Every Chelsea player put in the performance of their lives on Saturday to win the club their second UEFA Champions League trophy, nine years from the miracle of Munich. Some would argue that ‘that night in Munich’ would prove to be the English club’s only UCL title win, but nearly a decade on, drawing parallels to the 2011/12 season with Thomas Tuchel coming in to replace club legend Frank Lampard half way through the season, history repeated itself for the Blues from London.

Tuchel, who is a progressive proponent of the modern German school, made an instant impact at Chelsea following his arrival from Paris. He converted a Chelsea team with a defence leaking in goals at the rate of nearly a goal every game into the best defensive unit in Europe.

Under the German boss, the Blues went through seven Champions League knockout games this season with Chelsea goalkeeper Edouard Mendy conceding only twice.

Mendy’s assurance in goal as opposed to the floundering Kepa Arrizabalaga saw him become the first African player to win the Champions League in the competition’s history.

Tellingly, City didn’t have a single shot on target after the seventh minute in the final on Saturday and this was despite Thiago Silva being forced off in the first half.

Chelsea win the UEFA Champions League 2020/21

For all of Guardiola’s ‘La Masia‘ bred and Cruyff-infused possession play, he was undone by the most English of styles of play. The long ball.

Tuchel’s Chelsea put in a thoroughly English performance against City.

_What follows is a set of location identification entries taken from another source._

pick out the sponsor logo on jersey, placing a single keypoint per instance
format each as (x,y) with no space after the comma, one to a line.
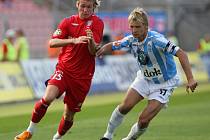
(153,73)
(57,32)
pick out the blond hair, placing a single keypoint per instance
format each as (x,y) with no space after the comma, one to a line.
(139,15)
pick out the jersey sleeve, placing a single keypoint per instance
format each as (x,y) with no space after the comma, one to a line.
(119,44)
(166,45)
(98,31)
(62,31)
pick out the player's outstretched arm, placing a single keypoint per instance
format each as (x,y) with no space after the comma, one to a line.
(55,43)
(106,49)
(184,61)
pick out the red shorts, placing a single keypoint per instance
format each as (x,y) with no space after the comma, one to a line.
(75,90)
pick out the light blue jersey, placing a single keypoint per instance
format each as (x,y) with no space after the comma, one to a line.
(154,55)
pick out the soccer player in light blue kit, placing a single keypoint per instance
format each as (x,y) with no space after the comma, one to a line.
(156,78)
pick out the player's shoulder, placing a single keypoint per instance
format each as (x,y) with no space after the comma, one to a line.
(157,37)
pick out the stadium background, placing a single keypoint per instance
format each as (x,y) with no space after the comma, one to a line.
(22,82)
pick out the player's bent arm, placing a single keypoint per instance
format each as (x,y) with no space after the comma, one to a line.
(184,61)
(55,43)
(106,49)
(92,47)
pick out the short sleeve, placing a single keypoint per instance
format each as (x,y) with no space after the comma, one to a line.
(98,31)
(166,45)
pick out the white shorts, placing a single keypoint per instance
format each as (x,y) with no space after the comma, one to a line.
(149,90)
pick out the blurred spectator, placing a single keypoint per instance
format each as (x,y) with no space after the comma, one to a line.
(204,50)
(171,37)
(8,51)
(7,3)
(21,45)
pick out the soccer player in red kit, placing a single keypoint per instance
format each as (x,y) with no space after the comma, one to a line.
(79,36)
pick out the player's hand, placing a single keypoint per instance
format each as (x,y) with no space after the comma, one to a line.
(81,39)
(191,85)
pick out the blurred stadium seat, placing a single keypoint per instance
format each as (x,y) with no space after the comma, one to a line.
(37,23)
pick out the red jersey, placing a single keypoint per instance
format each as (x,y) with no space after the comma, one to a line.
(76,59)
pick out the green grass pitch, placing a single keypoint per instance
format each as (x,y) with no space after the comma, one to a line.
(186,118)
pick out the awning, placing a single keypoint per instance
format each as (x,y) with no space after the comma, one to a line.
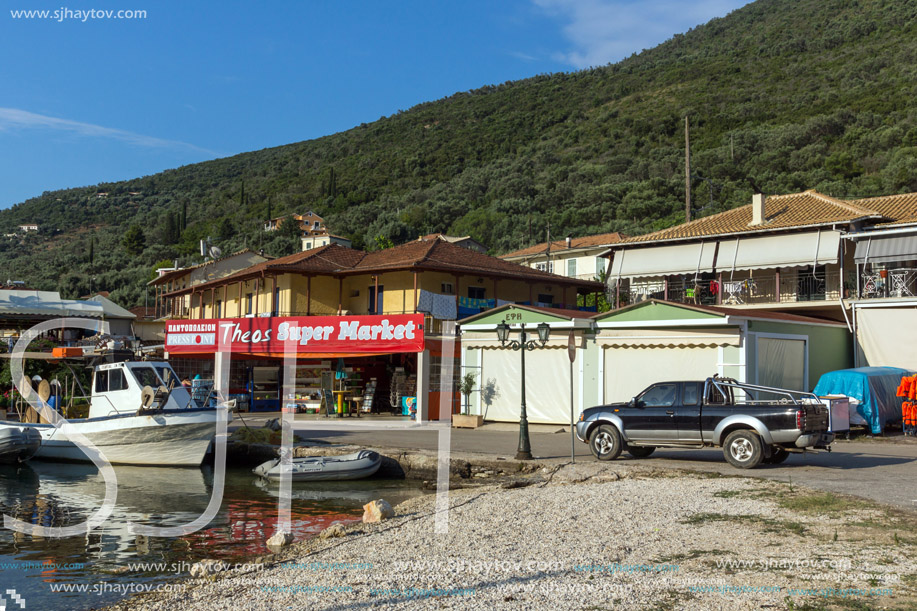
(663,260)
(658,338)
(45,303)
(794,250)
(886,249)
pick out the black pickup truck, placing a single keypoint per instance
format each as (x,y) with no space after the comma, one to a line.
(753,424)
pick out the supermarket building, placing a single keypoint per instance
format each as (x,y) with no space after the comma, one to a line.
(421,288)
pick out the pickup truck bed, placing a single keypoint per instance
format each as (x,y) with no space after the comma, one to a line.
(753,424)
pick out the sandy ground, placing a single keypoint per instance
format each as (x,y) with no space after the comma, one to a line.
(592,536)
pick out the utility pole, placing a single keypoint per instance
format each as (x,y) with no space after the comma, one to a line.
(550,268)
(687,172)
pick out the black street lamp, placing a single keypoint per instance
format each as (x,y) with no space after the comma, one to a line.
(522,344)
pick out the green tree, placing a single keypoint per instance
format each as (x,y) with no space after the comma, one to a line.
(134,241)
(225,231)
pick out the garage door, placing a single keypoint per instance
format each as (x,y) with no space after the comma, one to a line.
(629,370)
(547,386)
(782,363)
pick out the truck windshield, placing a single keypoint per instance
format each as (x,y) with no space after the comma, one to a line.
(660,395)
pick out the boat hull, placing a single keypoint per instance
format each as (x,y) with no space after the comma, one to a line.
(18,444)
(177,438)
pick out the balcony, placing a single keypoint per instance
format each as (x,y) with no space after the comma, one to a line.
(802,287)
(888,283)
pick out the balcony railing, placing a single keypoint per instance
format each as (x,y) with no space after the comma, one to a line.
(796,288)
(882,284)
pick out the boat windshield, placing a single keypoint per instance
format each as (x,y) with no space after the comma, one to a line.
(167,375)
(145,376)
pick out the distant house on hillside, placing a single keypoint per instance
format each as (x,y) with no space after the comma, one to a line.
(310,223)
(798,253)
(463,241)
(318,240)
(572,257)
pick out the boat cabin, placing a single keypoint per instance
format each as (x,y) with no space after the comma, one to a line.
(117,388)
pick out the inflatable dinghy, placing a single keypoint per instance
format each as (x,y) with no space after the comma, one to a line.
(324,468)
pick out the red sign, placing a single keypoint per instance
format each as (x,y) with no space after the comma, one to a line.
(300,334)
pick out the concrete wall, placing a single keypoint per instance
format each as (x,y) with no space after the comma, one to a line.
(828,348)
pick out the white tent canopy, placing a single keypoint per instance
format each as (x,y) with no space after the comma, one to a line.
(663,260)
(792,250)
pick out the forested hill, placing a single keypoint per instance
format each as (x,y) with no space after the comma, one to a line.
(783,95)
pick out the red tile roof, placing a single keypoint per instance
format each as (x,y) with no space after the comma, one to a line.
(603,239)
(898,209)
(438,255)
(143,312)
(793,211)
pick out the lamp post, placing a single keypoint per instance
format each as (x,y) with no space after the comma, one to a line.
(524,452)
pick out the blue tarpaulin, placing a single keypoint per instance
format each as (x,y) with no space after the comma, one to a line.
(873,387)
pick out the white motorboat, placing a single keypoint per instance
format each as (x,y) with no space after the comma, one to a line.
(18,444)
(322,468)
(139,415)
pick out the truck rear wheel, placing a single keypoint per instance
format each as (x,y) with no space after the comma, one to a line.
(743,449)
(605,442)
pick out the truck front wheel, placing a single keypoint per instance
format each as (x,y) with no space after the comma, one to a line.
(605,442)
(743,449)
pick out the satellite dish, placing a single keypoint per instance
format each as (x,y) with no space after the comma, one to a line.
(44,391)
(146,396)
(25,386)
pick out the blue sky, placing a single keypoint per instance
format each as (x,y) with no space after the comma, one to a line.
(92,99)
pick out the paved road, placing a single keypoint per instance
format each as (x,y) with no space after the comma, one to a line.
(884,471)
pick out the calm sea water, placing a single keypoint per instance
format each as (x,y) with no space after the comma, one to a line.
(52,494)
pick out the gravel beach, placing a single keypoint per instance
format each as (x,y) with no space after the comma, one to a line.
(591,536)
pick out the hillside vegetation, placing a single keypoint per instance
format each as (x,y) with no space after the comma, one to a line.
(783,95)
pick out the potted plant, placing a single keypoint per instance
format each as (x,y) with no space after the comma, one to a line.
(466,419)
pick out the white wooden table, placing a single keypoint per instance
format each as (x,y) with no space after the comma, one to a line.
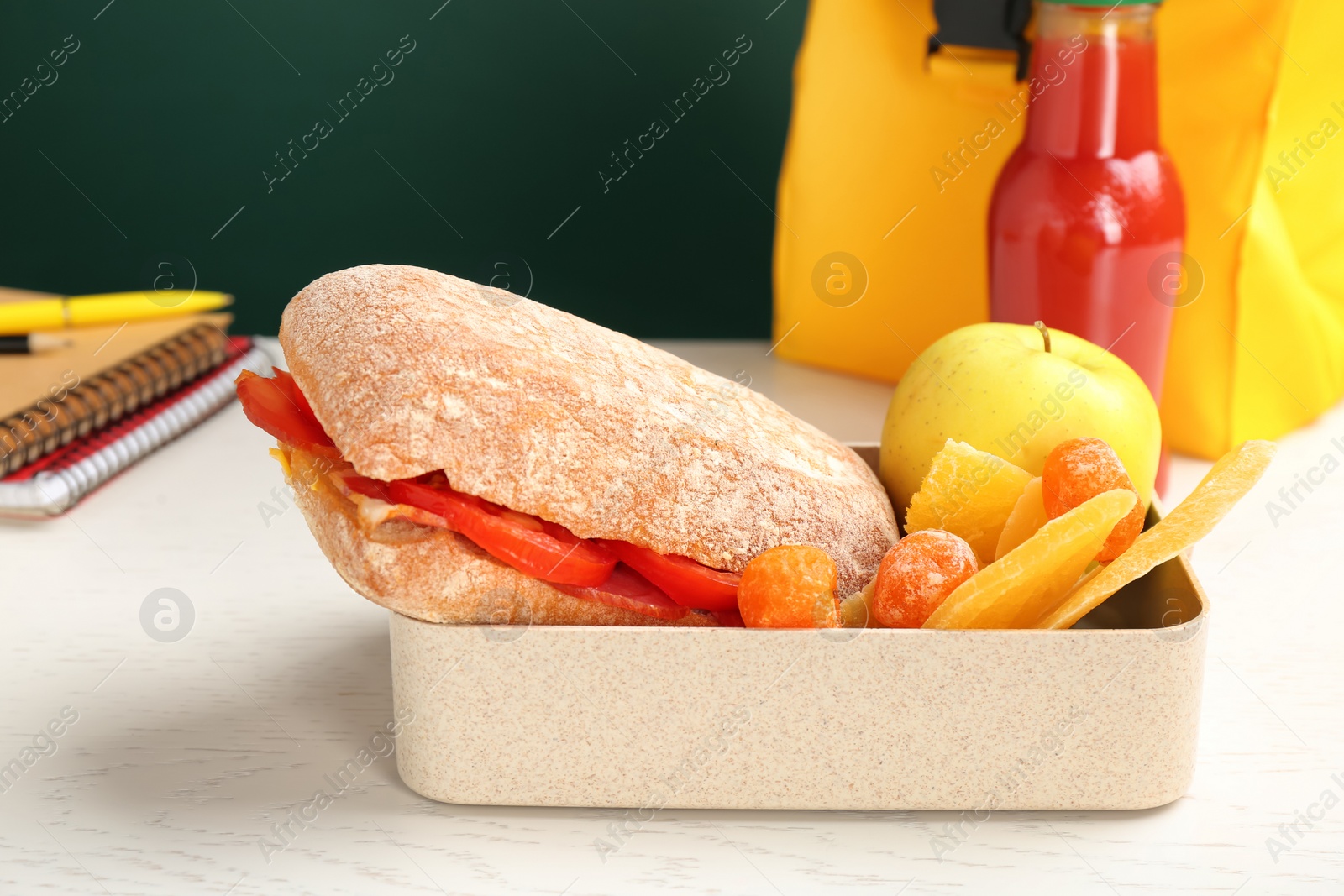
(185,752)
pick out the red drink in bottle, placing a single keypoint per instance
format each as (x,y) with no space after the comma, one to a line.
(1089,206)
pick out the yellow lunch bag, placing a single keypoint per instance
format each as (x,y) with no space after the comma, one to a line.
(877,254)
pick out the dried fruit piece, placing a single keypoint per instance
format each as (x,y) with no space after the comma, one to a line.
(1027,516)
(1079,469)
(1032,579)
(857,610)
(969,493)
(917,575)
(1193,519)
(792,586)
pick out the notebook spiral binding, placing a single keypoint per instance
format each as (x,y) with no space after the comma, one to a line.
(82,407)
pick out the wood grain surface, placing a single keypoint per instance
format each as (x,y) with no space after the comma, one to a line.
(185,754)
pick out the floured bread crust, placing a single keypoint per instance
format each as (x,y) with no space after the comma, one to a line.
(437,575)
(544,412)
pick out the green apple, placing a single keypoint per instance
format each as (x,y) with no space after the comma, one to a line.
(1016,391)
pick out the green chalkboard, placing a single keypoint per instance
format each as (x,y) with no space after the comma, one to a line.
(602,156)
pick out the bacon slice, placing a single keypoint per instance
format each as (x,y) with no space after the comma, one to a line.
(628,590)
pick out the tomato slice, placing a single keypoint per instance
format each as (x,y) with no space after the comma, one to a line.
(551,553)
(629,590)
(690,584)
(279,407)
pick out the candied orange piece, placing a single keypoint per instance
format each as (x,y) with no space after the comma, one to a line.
(969,493)
(1079,469)
(1032,579)
(1027,516)
(857,610)
(1193,519)
(792,586)
(917,575)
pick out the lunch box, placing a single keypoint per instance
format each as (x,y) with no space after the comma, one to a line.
(1100,716)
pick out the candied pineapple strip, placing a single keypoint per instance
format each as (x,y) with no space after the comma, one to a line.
(1032,579)
(1191,520)
(969,493)
(1027,516)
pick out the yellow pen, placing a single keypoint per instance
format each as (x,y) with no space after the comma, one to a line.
(18,318)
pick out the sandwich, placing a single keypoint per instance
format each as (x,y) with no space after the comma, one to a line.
(467,456)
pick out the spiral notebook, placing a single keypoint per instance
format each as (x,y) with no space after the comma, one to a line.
(74,418)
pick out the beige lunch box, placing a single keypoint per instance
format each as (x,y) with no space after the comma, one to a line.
(1100,716)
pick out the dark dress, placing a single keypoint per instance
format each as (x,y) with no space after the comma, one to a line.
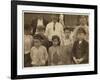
(34,24)
(81,51)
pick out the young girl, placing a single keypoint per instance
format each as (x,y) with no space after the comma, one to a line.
(80,51)
(55,51)
(39,53)
(28,40)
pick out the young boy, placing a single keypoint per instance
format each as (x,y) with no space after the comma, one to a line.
(39,53)
(80,49)
(28,40)
(45,41)
(67,46)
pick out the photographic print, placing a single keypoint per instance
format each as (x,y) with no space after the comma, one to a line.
(53,41)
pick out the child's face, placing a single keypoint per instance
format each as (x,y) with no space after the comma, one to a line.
(67,33)
(55,42)
(41,32)
(83,20)
(37,42)
(80,36)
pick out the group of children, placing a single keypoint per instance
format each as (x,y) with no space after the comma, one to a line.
(39,51)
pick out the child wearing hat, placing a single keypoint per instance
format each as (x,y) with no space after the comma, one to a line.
(39,53)
(80,50)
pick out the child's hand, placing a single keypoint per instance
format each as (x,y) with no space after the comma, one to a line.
(75,60)
(43,62)
(80,60)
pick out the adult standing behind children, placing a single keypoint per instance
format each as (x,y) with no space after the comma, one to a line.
(28,42)
(54,28)
(80,51)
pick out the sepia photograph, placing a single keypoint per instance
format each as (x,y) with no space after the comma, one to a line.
(53,39)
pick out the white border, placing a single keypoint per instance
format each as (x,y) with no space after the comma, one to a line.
(54,69)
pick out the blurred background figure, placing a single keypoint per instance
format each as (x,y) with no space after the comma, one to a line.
(61,20)
(28,42)
(55,52)
(80,50)
(54,28)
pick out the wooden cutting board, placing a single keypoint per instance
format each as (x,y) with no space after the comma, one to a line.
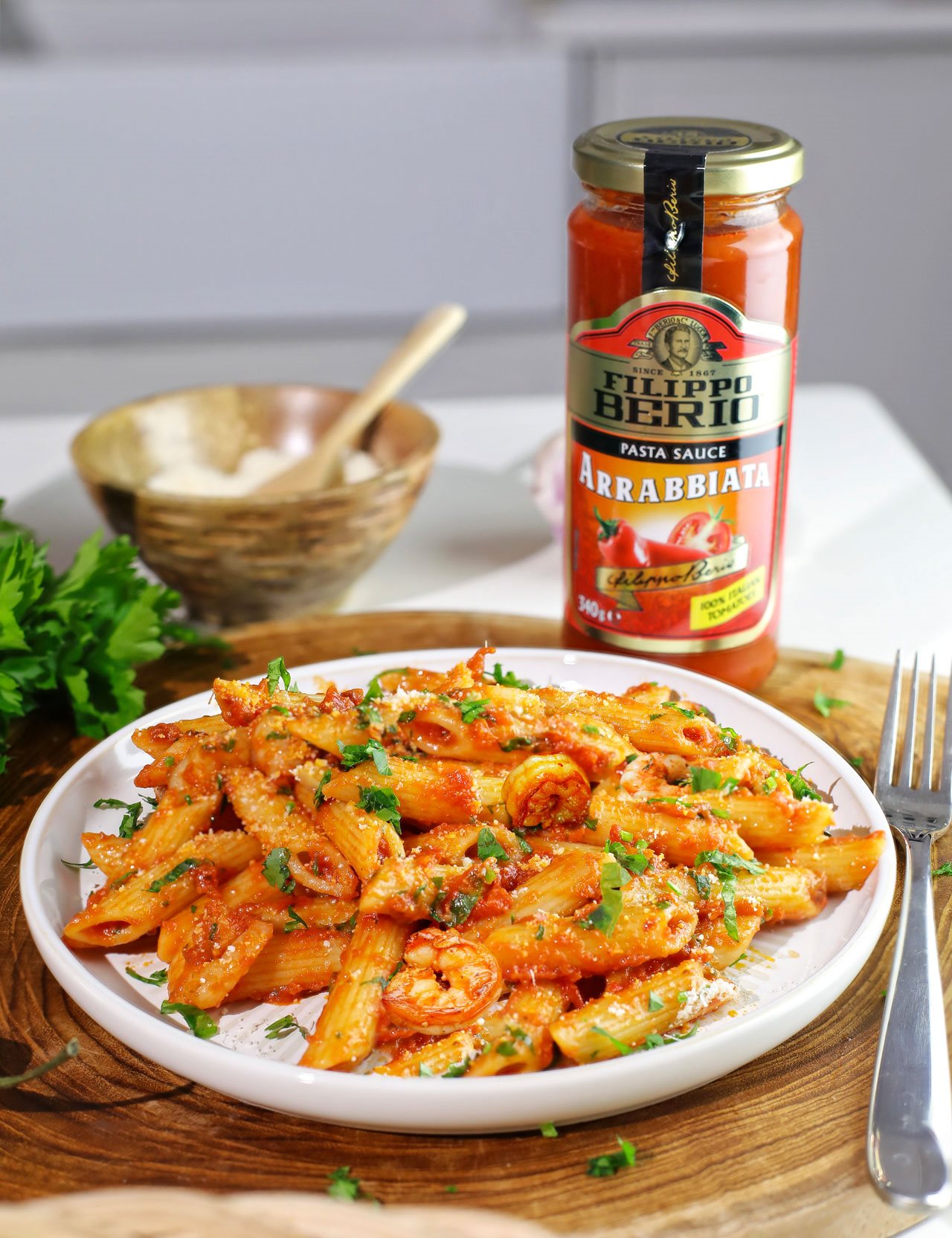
(775,1148)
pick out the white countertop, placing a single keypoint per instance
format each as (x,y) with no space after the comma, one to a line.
(869,526)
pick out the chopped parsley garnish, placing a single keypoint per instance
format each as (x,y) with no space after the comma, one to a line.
(704,779)
(199,1023)
(727,867)
(825,705)
(508,679)
(284,1027)
(155,979)
(344,1186)
(277,670)
(611,1163)
(71,1049)
(799,785)
(173,875)
(637,863)
(472,709)
(461,905)
(605,916)
(132,813)
(277,871)
(320,789)
(488,847)
(383,802)
(353,754)
(618,1044)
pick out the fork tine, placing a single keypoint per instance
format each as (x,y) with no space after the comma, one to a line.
(909,747)
(946,770)
(925,776)
(890,727)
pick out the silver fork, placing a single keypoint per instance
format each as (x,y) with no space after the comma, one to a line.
(909,1141)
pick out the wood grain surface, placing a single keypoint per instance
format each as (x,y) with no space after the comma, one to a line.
(775,1148)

One that was full of grit, determination, robustness, strength, power, a relentless fighting spirit and a direct approach. Tuchel who is perhaps as guardiolista as a the modern German school can be, approached this game by counteracting his opponent and completely nullifying his opponent’s game plan, much to Guardiola’s dismay.

It was a performance that Herbert Chapman, the Arsenal pioneer and legendary manager from the 1920s and 1930s and the inventor of the ‘third back’, was notoriously well known to orchestrate in his time managing Chelsea’s London rivals.

Guardiola’s ever so successful tactics were met by Tuchel with stark surprise and the embodiment of what it means to coach an English side.

In putting in as English a performance the UEFA Champions League has seen in a final since Sir Alex Ferguson’s all conquering Manchester United of yesteryear, Tuchel etched his name into the history books becoming Chelsea’s second manager to win the Champions League trophy.

It was a throwback to English football’s forgotten roots and the rapid direct approach which was the nation’s imprint on the game in years gone by, in the current era of constantly evolving philosophies and styles.

This was the embodiment of Chelsea football club.

This was the embodiment of Chelsea football club from West London, England.